Saturday, September 08, 2012
This is what I tell myself "Just Do It". I have to because my motivation to keep on keepin' on is low. It's not that I want to abandon all of my healthy habits because, in the long run, I know where I'll end up; obese, sick and diabetic. I don't want that for myself. Yet recently, I've felt bored with my program and I'm not sure what else to do to shake it up. I'm trying new recipes and switching up the exercise routine. Sometimes I'm working out with a trainer.
Recently, I was diagnosed with hypothyroidism. Now, I'm wondering if my recent sluggishness and somewhat depressed mood is related to my thyroid. Recognizing this possibility, I have been gently telling myself "Just do what you can, today." I feel like I should be trying to improve my time on my 5K, but today, I only have energy for walking the dog and walking around a shopping mall. I still enjoy strength training, but I am tired of the dang cardio machines.
Foodwise, I struggle when I step outside of my controlled environment. Yesterday's afternoon party at work followed by happy hour caused me to exceed my calorie budget. I have been eating at the higher end of my range because I've been hungrier.
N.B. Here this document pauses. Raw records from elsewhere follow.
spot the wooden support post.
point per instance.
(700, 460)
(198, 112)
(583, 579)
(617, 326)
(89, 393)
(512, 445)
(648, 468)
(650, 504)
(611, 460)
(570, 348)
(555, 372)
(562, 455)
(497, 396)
The scale is starting to bounce between the same two pounds again. I had told myself that I should try to lose 12 more pounds then go into maintenance mode for awhile. Maybe I should go into maintenance mode now? I don't know.
In the meantime, I'm going to do two things. I'm going to Weight Watchers to get face-to-face group support and I am signing up to run/walk a 5K with a co-worker in late October. Hopefully, these two things will kick me in the pants and jump start my motivation.